Source code in open_image_models/detection/core/base.py
def predict(self, images: Any) -> list[DetectionResult] | list[list[DetectionResult]]:
    """
    Perform object detection on one or multiple images.

    Args:
        images: A single image as a numpy array, a single image path as a string, a list of images as numpy arrays,
                or a list of image file paths.

    Returns:
        A list of DetectionResult for a single image input,
        or a list of lists of DetectionResult for multiple images.
    """

show_benchmark

show_benchmark(num_runs: int = 10) -> None

Display the benchmark results of the model with a single random image.

Parameters:

Name Type Description Default
num_runs int

Number of times to run inference on the image for averaging.

10
Displays

Model information and benchmark results in a formatted table.
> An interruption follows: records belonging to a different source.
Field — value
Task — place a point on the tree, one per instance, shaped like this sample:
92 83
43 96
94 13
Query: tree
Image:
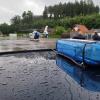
16 20
45 12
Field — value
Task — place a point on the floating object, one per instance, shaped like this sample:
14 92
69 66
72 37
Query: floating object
81 51
88 79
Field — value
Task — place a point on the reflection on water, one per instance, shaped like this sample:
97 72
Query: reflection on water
88 79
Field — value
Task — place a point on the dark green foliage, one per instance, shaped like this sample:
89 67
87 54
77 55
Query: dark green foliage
77 8
64 15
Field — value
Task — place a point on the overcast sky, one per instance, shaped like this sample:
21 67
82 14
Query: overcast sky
10 8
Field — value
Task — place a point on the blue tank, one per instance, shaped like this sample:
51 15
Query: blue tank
88 79
80 50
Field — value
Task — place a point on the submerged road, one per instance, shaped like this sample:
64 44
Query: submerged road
35 76
26 44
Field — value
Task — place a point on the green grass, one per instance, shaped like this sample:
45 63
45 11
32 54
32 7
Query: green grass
54 36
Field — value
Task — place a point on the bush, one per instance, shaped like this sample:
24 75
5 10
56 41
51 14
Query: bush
59 30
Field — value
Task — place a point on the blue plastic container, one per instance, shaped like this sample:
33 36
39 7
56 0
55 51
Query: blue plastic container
80 50
89 79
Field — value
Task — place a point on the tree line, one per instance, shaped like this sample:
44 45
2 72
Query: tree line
65 15
84 7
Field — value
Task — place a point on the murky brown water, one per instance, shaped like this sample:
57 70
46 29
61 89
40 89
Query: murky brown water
35 76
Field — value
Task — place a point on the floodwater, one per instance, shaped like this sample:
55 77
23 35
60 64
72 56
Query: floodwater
26 44
45 76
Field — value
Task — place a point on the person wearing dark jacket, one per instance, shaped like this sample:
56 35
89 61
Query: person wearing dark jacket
96 36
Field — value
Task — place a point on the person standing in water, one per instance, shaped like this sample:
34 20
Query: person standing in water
46 31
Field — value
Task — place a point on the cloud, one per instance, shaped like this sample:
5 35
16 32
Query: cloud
10 8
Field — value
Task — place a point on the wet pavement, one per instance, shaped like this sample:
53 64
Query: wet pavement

Source code in open_image_models/detection/core/base.py
def show_benchmark(self, num_runs: int = 10) -> None:
    """
    Display the benchmark results of the model with a single random image.

    Args:
        num_runs: Number of times to run inference on the image for averaging.

    Displays:
        Model information and benchmark results in a formatted table.
    """

display_predictions

display_predictions(image: ndarray) -> ndarray

Run object detection on the input image and display the predictions on the image.

Parameters:

Name Type Description Default
image ndarray

An input image as a numpy array.

required

Returns:

Type Description
ndarray

The image with bounding boxes and labels drawn on it.
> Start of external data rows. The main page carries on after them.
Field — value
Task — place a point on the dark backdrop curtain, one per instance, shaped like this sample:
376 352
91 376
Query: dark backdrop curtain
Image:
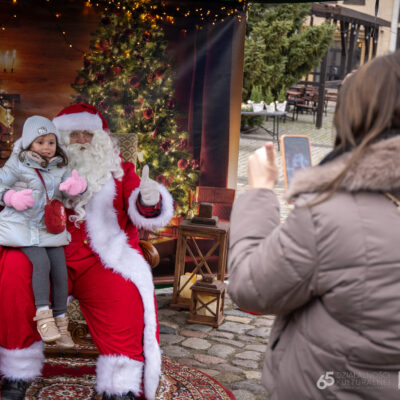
204 60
Source code in open_image_models/detection/core/base.py
def display_predictions(self, image: np.ndarray) -> np.ndarray:
    """
    Run object detection on the input image and display the predictions on the image.

    Args:
        image: An input image as a numpy array.

    Returns:
        The image with bounding boxes and labels drawn on it.
    """

Open Image Models HUB.

PlateDetectorModel module-attribute

PlateDetectorModel = Literal[
    "yolo-v9-s-608-license-plate-end2end",
    "yolo-v9-t-640-license-plate-end2end",
    "yolo-v9-t-512-license-plate-end2end",
    "yolo-v9-t-416-license-plate-end2end",
    "yolo-v9-t-384-license-plate-end2end",
    "yolo-v9-t-256-license-plate-end2end",
]

Available ONNX models for doing detection.